The proposed architecture aims to exceed the state-of-the-art methodologies by obtaining a single low-cost system adaptable for the inspection of movements related to different types of gravity-driven natural hazards (e.g. slow-moving earth flows, discontinuities in rock walls). In addition, the expected autonomy of the system will allow to avoid the risky operations in-situ. Nowadays, the current methodologies (with or without UAS) are characterized by a high level of criticality in extreme environments such as the alpine surroundings.

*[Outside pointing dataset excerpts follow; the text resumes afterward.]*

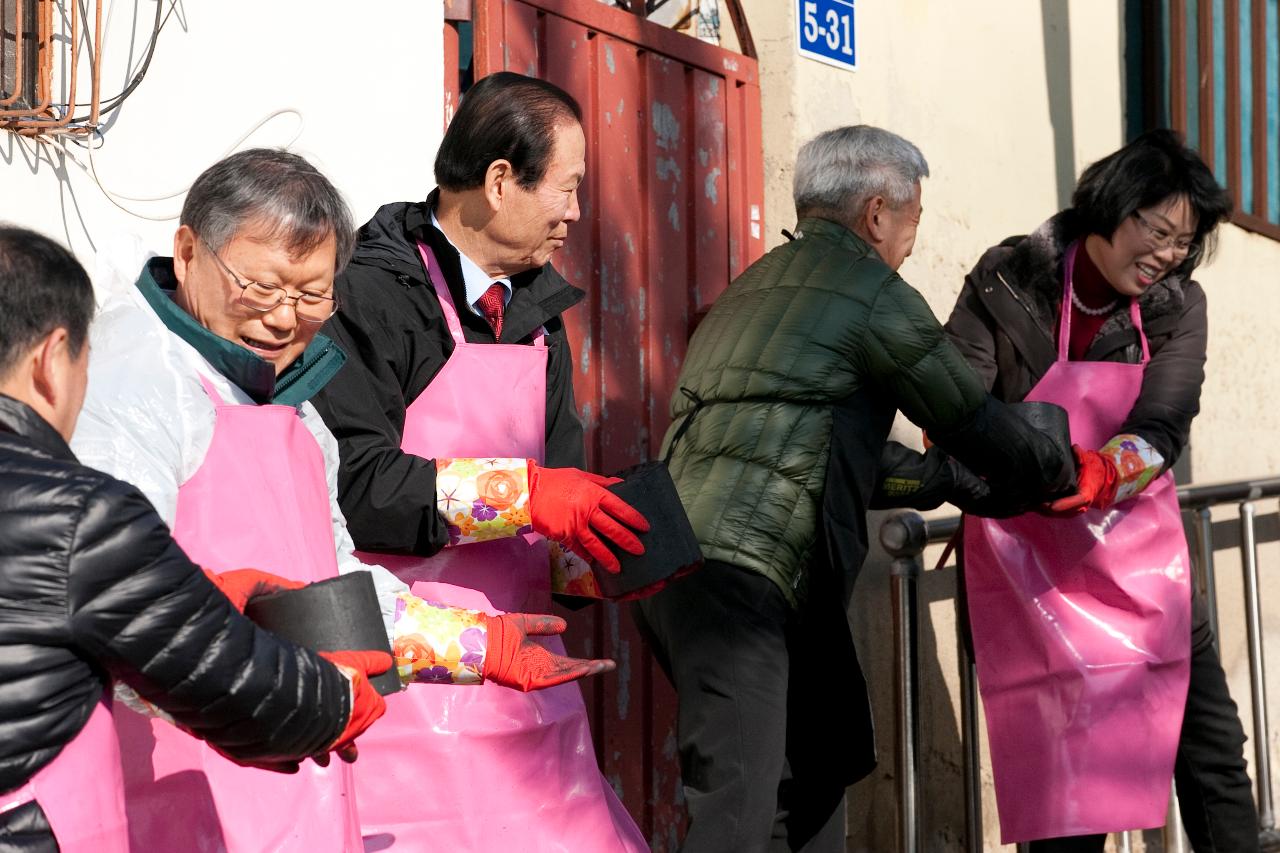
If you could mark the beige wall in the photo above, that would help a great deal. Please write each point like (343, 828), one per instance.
(327, 86)
(1009, 100)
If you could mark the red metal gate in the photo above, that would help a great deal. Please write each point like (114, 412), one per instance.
(671, 211)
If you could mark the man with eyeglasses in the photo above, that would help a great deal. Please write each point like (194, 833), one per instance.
(199, 395)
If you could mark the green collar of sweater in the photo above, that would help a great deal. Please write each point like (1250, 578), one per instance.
(252, 374)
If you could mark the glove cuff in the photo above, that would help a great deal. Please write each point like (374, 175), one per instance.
(483, 498)
(438, 644)
(1137, 464)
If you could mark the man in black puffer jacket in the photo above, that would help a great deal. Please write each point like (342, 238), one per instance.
(95, 589)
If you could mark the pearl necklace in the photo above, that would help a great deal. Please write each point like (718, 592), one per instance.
(1086, 309)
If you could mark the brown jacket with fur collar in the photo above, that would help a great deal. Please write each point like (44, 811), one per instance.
(1005, 323)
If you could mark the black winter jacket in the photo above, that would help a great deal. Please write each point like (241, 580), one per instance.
(1005, 323)
(391, 325)
(94, 589)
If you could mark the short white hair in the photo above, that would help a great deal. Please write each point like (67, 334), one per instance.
(842, 169)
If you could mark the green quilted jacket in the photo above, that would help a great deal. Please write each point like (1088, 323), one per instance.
(816, 324)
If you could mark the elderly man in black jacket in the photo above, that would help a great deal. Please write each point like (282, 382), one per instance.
(94, 587)
(461, 378)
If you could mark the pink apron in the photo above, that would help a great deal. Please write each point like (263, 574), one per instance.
(260, 498)
(1080, 632)
(484, 769)
(81, 790)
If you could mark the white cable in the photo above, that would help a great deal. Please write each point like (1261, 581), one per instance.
(118, 199)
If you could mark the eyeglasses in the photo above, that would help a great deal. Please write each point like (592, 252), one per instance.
(309, 308)
(1160, 238)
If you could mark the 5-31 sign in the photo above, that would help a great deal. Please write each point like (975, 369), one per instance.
(827, 31)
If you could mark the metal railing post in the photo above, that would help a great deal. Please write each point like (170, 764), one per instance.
(969, 738)
(1257, 669)
(1205, 564)
(1175, 834)
(904, 537)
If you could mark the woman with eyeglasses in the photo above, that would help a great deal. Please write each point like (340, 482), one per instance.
(1100, 678)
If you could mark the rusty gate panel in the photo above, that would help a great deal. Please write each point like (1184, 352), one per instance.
(671, 211)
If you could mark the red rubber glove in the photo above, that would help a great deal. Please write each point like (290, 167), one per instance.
(513, 660)
(366, 705)
(243, 584)
(1096, 482)
(574, 507)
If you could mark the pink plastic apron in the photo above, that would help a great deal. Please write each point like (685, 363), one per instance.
(81, 790)
(1082, 632)
(260, 498)
(484, 769)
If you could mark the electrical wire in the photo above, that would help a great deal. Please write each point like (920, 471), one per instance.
(117, 100)
(119, 199)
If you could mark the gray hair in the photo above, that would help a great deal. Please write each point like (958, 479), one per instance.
(842, 169)
(278, 190)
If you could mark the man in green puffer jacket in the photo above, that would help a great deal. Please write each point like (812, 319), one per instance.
(778, 447)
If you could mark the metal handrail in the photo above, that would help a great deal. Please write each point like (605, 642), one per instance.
(905, 537)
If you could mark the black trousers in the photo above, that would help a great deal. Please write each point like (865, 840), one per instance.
(1214, 792)
(726, 639)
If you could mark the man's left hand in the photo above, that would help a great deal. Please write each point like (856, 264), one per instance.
(1096, 482)
(243, 584)
(516, 661)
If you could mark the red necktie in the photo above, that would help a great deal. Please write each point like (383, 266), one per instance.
(492, 305)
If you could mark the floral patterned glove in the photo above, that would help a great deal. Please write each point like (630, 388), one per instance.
(438, 644)
(483, 498)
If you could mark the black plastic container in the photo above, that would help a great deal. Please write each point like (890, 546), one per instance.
(336, 615)
(670, 546)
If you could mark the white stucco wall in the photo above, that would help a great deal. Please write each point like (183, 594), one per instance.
(364, 81)
(1009, 100)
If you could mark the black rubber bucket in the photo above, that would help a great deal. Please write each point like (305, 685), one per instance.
(670, 546)
(336, 615)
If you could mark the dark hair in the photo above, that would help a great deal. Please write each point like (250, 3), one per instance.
(277, 188)
(42, 287)
(503, 117)
(1150, 169)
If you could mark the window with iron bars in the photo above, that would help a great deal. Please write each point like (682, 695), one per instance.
(1211, 69)
(40, 65)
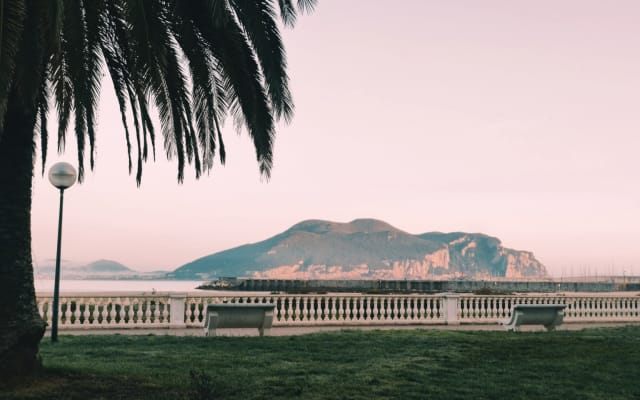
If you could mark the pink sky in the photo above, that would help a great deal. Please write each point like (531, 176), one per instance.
(518, 119)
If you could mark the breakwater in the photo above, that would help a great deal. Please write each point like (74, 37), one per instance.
(424, 286)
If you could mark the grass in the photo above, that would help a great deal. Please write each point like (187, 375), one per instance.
(413, 364)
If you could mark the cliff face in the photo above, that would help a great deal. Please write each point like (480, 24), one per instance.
(365, 249)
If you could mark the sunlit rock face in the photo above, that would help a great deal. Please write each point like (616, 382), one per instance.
(366, 249)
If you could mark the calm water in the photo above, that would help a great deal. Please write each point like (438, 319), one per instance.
(69, 285)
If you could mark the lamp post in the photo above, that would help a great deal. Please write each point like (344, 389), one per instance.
(61, 175)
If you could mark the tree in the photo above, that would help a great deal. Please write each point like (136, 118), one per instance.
(195, 61)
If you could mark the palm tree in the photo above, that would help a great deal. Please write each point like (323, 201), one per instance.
(195, 61)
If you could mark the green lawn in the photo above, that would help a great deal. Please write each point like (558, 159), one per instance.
(413, 364)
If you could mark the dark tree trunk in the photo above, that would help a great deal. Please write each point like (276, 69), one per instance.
(21, 327)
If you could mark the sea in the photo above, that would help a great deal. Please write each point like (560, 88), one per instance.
(87, 285)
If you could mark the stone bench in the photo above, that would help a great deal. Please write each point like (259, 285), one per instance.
(549, 315)
(238, 315)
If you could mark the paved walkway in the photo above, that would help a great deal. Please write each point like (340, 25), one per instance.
(302, 330)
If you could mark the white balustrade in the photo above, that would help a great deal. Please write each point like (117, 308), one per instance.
(178, 310)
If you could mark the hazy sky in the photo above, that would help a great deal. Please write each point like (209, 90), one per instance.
(518, 119)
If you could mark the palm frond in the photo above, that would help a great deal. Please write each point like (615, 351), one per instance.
(257, 19)
(12, 16)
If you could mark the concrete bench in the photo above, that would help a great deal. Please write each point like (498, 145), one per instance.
(238, 315)
(549, 315)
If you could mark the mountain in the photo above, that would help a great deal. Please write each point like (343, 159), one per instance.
(105, 267)
(365, 249)
(100, 269)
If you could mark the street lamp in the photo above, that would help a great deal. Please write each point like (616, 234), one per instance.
(61, 175)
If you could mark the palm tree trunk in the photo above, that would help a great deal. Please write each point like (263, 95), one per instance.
(21, 327)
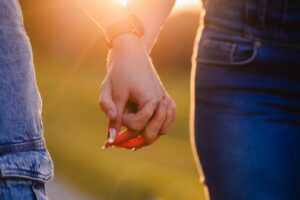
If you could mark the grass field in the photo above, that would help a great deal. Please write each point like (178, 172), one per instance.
(75, 131)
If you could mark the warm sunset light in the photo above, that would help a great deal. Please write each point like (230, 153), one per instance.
(179, 3)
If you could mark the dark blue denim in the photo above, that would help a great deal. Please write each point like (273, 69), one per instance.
(22, 148)
(247, 99)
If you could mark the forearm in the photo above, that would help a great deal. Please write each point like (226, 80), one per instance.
(153, 14)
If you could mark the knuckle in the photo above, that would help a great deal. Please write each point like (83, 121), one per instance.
(137, 126)
(149, 138)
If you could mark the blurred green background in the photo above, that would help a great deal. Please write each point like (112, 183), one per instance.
(69, 54)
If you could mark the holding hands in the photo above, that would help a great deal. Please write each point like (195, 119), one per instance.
(132, 96)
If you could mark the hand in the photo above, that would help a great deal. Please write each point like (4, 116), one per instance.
(131, 79)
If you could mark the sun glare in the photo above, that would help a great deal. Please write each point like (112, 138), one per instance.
(179, 3)
(123, 2)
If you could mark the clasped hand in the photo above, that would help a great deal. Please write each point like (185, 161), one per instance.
(132, 96)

The solutions of the project’s requirements are of great interest for future reconfigurations of the developed system, in order to extend its use for search and rescue operations in dangerous conditions. Therefore, the suggested method will represent a strong novelty in the reference sector and lead to further application developments with considerable added value elements.

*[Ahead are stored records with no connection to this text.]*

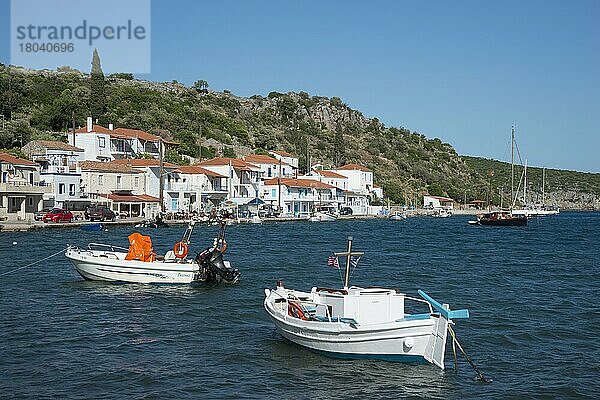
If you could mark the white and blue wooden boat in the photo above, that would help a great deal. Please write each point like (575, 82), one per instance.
(354, 322)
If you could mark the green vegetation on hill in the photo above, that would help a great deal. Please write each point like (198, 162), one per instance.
(42, 104)
(561, 185)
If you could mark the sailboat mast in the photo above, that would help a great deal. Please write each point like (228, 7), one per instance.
(543, 186)
(525, 185)
(161, 173)
(512, 167)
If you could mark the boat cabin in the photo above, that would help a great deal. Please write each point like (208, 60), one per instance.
(364, 306)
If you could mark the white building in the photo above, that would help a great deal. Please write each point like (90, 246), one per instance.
(119, 185)
(193, 188)
(58, 163)
(360, 179)
(438, 202)
(21, 188)
(244, 179)
(270, 167)
(329, 177)
(151, 169)
(361, 189)
(298, 197)
(287, 158)
(106, 144)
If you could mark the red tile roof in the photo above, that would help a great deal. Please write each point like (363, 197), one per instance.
(235, 163)
(138, 134)
(112, 166)
(195, 169)
(125, 133)
(329, 174)
(54, 145)
(143, 162)
(283, 153)
(440, 198)
(95, 128)
(132, 198)
(261, 159)
(304, 183)
(10, 159)
(353, 167)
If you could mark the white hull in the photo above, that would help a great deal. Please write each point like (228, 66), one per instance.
(535, 212)
(322, 217)
(407, 339)
(111, 266)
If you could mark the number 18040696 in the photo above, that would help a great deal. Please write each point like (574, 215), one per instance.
(46, 47)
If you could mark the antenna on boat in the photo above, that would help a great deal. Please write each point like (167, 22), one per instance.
(348, 254)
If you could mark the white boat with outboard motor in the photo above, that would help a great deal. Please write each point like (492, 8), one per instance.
(354, 322)
(139, 263)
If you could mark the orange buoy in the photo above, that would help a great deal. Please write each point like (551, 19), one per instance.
(180, 249)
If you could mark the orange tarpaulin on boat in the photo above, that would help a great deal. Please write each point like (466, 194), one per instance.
(140, 248)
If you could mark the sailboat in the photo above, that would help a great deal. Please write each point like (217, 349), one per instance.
(503, 217)
(538, 210)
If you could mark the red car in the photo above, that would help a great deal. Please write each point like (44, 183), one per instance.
(58, 215)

Objectives and Peculiarities

•Implementation of a pervasive monitoring system of landslide zones

Low environmental impact components in situ: no cables and small size components

•Increasing operator safety in high risk locations

•Obtain timely information on the movement rates in the medium and short term on specific surface movement

•Use of Internet Of Things and Fog Computing paradigms for terminals management in situ

Multi-role and multi-objective UAS able to manage the detection nodes on the surfaces at risk

•RPAS able to operate in extreme climatic and environmental conditions.


Q4T Drone

The Q4T Remotely Piloted Aircraft System has been developed to perform aerial surveys with many kind of sensors, as well as reconnaissance flight missions with a thermal-visible payload or with a 10x zoom camera. The payload can be mounted on a 3-axis gimbal. It can also carry onboard a LiDAR sensor for precise terrain scanning and 3D modelling.

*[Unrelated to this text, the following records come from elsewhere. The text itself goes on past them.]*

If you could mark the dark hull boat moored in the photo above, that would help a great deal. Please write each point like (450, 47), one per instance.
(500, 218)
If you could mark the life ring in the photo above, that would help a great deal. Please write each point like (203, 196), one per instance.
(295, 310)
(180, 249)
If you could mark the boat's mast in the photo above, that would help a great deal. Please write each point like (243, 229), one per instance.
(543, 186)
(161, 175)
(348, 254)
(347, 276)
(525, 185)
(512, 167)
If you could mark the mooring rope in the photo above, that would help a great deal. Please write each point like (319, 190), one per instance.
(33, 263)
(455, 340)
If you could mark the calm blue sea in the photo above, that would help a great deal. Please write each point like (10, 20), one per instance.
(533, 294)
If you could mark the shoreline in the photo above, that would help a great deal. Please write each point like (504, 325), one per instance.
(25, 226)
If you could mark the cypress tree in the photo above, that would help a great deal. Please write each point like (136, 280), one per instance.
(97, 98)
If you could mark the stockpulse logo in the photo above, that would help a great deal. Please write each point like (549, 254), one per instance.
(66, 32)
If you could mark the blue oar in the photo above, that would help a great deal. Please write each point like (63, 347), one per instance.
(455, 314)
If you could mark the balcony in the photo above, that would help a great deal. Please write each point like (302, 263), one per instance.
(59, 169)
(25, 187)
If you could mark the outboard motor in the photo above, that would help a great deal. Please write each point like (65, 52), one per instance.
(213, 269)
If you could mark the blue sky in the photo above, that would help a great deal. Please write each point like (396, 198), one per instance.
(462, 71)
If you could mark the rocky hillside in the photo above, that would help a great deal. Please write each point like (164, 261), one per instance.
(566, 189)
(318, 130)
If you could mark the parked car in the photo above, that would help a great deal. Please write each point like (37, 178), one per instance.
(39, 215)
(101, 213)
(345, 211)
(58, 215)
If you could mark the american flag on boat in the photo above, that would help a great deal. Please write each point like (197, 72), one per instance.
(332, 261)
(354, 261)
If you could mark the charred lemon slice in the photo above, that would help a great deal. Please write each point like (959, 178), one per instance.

Accurate localization and positioning system (GPS RTK)

Detection and control of ground nodes

Reconfigurable platform for different payloads

•Capability to work even at limit of feasibility considered for an Alpine scenario (e.g. -20 °C at 2500 m asl)

•Endurance and stability performances allow to detect ground nodes in a unique flight mission

Autonomous missions defined by waypoints set previously

•Management of obstacle-detection sensors and collision-avoidance algorithms.

BT Beacon system

Accurate distribution on the landslide

•Reference beacon

Endurance and stability performances: up to 7 years of battery endurance

No active maintenance

•Easily reconfigurable distribution

•Identification of low-power-consumption and high-precision Bluetooth devices.


Collision Avoidance Simulations

Different scenarios for different flight missions:

1.No Obstacle Environment

2.Corvara (BZ) Landslide Environment

3.Rough Environment


Verification of the variation of the 3DVFH+ algorithm performances as a function of the variation of different parameters. Optimization of simulation parameters through free simulation software like ROS and Gazebo.

Extreme Environment Simulations

Verify drone and batteries limits within a controlled extreme environment chamber.

Temperature range from -20°C to 35 °C, altitude range from 0 m ASL up to 5000 m ASL.


1.Drone performance characterization (no battery)

2.Drone batteries characterization

3.Characterization of the complete system (drone with battery).